Clinical safety rating: caution

Comprehensive clinical and safety monograph for MELAMISA (MELAMISA).

How it works

Meloxicam selectively inhibits cyclooxygenase-2 (COX-2), reducing the synthesis of prostaglandins involved in inflammation, pain, and fever, while sparing COX-1 activity at therapeutic doses.

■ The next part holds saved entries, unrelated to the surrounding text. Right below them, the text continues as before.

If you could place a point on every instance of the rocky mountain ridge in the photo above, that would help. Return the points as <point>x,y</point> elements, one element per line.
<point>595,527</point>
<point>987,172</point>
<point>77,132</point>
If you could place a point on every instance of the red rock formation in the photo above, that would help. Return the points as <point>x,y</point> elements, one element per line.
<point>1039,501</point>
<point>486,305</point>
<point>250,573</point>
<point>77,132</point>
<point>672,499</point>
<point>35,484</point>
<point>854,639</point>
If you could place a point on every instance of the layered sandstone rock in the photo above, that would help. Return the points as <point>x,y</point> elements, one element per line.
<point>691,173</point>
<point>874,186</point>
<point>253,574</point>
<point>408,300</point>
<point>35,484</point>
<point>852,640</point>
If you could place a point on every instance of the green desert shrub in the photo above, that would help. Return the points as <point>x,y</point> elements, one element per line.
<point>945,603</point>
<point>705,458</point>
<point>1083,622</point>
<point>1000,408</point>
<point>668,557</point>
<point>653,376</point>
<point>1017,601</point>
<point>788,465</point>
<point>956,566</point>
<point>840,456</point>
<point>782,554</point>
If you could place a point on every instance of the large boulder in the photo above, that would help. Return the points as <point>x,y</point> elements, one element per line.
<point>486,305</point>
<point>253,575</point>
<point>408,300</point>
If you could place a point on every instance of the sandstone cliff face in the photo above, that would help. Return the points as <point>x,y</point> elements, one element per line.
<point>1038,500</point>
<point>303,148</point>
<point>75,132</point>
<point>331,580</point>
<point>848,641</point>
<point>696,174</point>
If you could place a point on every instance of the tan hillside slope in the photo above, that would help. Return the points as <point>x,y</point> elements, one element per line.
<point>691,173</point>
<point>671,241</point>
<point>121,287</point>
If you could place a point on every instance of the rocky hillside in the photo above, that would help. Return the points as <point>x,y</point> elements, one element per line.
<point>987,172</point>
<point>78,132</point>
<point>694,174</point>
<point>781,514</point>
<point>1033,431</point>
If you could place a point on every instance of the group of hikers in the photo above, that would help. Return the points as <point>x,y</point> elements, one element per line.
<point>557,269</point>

What the body does with it

Metabolism	Primarily hepatic via CYP2C9 (major) and CYP3A4 (minor) isoenzymes; also undergoes glucuronidation. Less than 1% excreted unchanged in urine.
Excretion	Renal (approximately 50% as unchanged drug and metabolites), biliary/fecal (approximately 30%), with minor pulmonary elimination. Total clearance is about 1.2 mL/min/kg.
Half-life	Terminal elimination half-life is 6.5–9.8 hours in adults with normal renal function; prolonged to >24 hours in severe renal impairment (CrCl <30 mL/min), requiring dose adjustment.
Protein binding	Approximately 98% bound, primarily to serum albumin.
Volume of Distribution	Vd is 0.35–0.45 L/kg; distributed mainly in extracellular fluid, with limited CNS penetration unless meninges inflamed.
Bioavailability	Oral: 75–85% (first-pass metabolism reduces absolute bioavailability from 95% absorbed); Intramuscular: nearly 100%; Rectal: 50–70% (variable).
Onset of Action	Intravenous: 5–15 minutes; Oral: 1–2 hours (delayed if taken with food).
Duration of Action	Intravenous: 6–8 hours for antipyretic/analgesic effect; Oral: 4–6 hours. Duration may be extended with repeated dosing due to accumulation.

Classification & Brands

Dosing & administration

100 mg orally twice daily for 5 days; take with food.

Dosage form	TABLET
Renal impairment	GFR ≥ 30 mL/min: no adjustment; GFR 15-29 mL/min: 100 mg once daily; GFR < 15 mL/min or dialysis: not recommended.
Liver impairment	Child-Pugh A: no adjustment; Child-Pugh B: 100 mg once daily; Child-Pugh C: contraindicated.
Pediatric use	Children ≥ 2 years: 4 mg/kg orally twice daily for 5 days, max 100 mg per dose.
Geriatric use	Use with caution; consider starting at 100 mg once daily due to increased risk of adverse effects.

Use during pregnancy

1st trimester	Consult provider
2nd trimester	Consult provider
3rd trimester	Consult provider

Clinical note

Comprehensive clinical and safety monograph for MELAMISA (MELAMISA).

Breastfeeding	MELAMISA is excreted in human milk; M/P ratio approximately 0.3. Potential for serious adverse reactions in nursing infants; breastfeeding is not recommended during therapy and for at least 2 weeks after the last dose due to long half-life.
Teratogenic Risk	MELAMISA is contraindicated in pregnancy due to evidence of fetal harm. First trimester: increased risk of major congenital malformations, particularly cardiac and neural tube defects. Second and third trimesters: risk of oligohydramnios, fetal renal dysfunction, and premature closure of the ductus arteriosus.